Here’s How to Duathlon the Right Way
Making the leap from triathlon to duathlon? Follow our tips to make your first duathlon a fun start to the season:
The secret to good duathlon training is fitting in a brick session once or twice a fortnight. Choose run to bike, bike to run, or run to bike to run. The last option is the best training to simulate an actual duathlon and makes you better at transitions. You don’t even have to do them outdoors if weather or circumstances don’t permit. You can use a turbo trainer or stationary bike and a treadmill if necessary.
If your legs are aching after a few days of hard training, don’t take a break: Build your strength for the second run by doing your quality runs then. When it comes to the actual race, you can expect to feel the pain fade as you focus on form and rhythm. You might still hurt, but so will everybody else.
Don’t Go Out Too Fast
Whether it’s a sprint or a standard-distance duathlon, it’ll feel like a marathon if you start too fast. If you want to prevent jelly legs on the second run, go on one-hour training rides on the bike and speed up for the last ten minutes to get yourself ready for race pace. Then make sure your running shoes are lined up for a 5-minute race-pace run.

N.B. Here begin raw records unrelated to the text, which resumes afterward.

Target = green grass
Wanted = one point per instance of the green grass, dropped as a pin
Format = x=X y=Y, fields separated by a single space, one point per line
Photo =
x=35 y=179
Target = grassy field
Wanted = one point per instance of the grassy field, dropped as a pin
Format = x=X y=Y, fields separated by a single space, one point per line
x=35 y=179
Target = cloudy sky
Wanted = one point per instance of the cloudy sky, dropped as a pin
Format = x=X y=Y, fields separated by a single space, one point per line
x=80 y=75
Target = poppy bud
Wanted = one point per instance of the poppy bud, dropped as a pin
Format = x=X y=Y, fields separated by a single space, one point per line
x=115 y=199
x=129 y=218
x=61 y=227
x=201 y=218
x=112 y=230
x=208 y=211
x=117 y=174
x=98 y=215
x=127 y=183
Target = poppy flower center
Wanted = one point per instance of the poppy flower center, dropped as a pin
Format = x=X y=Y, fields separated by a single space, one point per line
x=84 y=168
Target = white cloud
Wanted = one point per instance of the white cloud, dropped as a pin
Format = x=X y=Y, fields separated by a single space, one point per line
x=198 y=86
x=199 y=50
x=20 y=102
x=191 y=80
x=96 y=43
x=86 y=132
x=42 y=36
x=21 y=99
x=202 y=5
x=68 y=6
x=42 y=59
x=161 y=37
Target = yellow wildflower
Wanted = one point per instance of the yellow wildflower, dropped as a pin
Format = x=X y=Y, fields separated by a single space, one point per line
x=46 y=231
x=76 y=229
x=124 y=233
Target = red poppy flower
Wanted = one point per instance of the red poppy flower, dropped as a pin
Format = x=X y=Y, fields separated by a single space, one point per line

Prepare for the second run while you’re still on the bike. Your back and hips will often protest on the second run, so give them a boost by loosening them at the end of the bike and getting out of the saddle.
What to Wear
A tri suit might not be necessary, but tri shorts are a good idea. Remember too that duathlons are generally in the offseason or at the start of the season, so the weather can be nippy. That means you could get quite warm on the first run, cool down fast on the bike, and heat up again on the second run. Deal with these temperature fluctuations with arm warmers and a cycling jersey over a tri-top with gloves that you can keep in the back pocket when you don’t need them. You could even have a second pair of runners and socks in T2 if it’s a wet day.
What to Eat
The long bike section is a good opportunity to fuel up or hydrate. Then you will be ready to really push yourself on the second run and smash the finish.